The Supreme Court of Canada has ruled that a commercial car garage did not owe a duty of care to a person who was injured following the theft of a vehicle from its premises.
In Rankin (Rankin’s Garage & Sales) v. J.J., a teenager, J.J., who suffered a catastrophic brain injury, sued Rankin’s Garage & Sales, among other parties, for negligence because the car that he and another teenager stole from the car garage while inebriated had been left unlocked with the keys in the ashtray. At trial, multiple parties were found liable for J.J.’s injuries, which occurred after his friend C.C., who was driving the car, crashed it on the highway. The jury found that Rankin’s Garage, C.C., C.C.’s mother, who gave beer to the boys, and J.J. were all liable for the injury.
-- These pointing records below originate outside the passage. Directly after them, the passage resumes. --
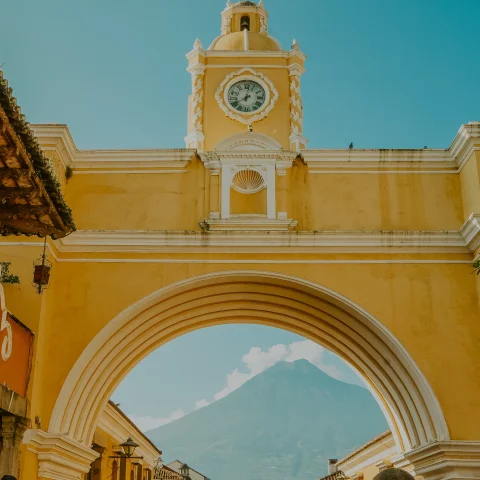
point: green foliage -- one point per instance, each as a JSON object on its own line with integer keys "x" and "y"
{"x": 6, "y": 276}
{"x": 68, "y": 173}
{"x": 476, "y": 266}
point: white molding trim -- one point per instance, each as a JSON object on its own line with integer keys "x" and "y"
{"x": 401, "y": 161}
{"x": 59, "y": 457}
{"x": 58, "y": 138}
{"x": 254, "y": 54}
{"x": 471, "y": 232}
{"x": 254, "y": 223}
{"x": 465, "y": 144}
{"x": 247, "y": 73}
{"x": 250, "y": 141}
{"x": 375, "y": 161}
{"x": 411, "y": 408}
{"x": 113, "y": 423}
{"x": 130, "y": 241}
{"x": 447, "y": 460}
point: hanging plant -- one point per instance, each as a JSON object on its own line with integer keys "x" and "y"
{"x": 476, "y": 266}
{"x": 6, "y": 276}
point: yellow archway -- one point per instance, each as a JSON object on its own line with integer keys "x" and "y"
{"x": 282, "y": 301}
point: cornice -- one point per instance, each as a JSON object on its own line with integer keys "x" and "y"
{"x": 446, "y": 460}
{"x": 59, "y": 139}
{"x": 118, "y": 427}
{"x": 56, "y": 137}
{"x": 223, "y": 239}
{"x": 471, "y": 232}
{"x": 441, "y": 161}
{"x": 110, "y": 160}
{"x": 465, "y": 143}
{"x": 375, "y": 161}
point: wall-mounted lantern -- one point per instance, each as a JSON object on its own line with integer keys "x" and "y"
{"x": 41, "y": 271}
{"x": 128, "y": 448}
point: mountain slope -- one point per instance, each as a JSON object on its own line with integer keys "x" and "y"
{"x": 282, "y": 424}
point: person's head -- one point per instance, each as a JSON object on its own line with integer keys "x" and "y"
{"x": 393, "y": 474}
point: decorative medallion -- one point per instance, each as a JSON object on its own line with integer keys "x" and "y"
{"x": 246, "y": 96}
{"x": 248, "y": 181}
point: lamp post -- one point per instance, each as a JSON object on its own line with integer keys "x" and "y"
{"x": 128, "y": 448}
{"x": 157, "y": 468}
{"x": 185, "y": 471}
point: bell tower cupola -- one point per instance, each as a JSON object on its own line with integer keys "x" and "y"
{"x": 245, "y": 119}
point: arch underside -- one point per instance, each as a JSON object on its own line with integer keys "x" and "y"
{"x": 409, "y": 404}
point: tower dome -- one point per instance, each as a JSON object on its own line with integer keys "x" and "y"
{"x": 245, "y": 27}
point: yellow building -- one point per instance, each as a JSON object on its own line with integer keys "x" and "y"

Rankin’s Garage & Sales appealed the decision, and the Ontario Court of Appeal upheld the trial judge’s finding that Rankin owed a duty of care to J.J., dismissing the appeal.
Writing for the majority of the Supreme Court, Justice Andromache Karakatsanis disagreed with the Ontario Court of Appeal’s ruling. “Aside from evidence that could establish a risk of theft in general, there was nothing else to connect the risk of theft of the car to the risk of someone being physically injured. For example, Rankin’s Garage had been in operation for many years and no evidence was presented to suggest that there was ever a risk of theft by minors at any point in its history,” Karakatsanis wrote, with Chief Justice McLachlin (as she then was) and Justices Abella, Moldaver, Wagner, Côté and Rowe concurring.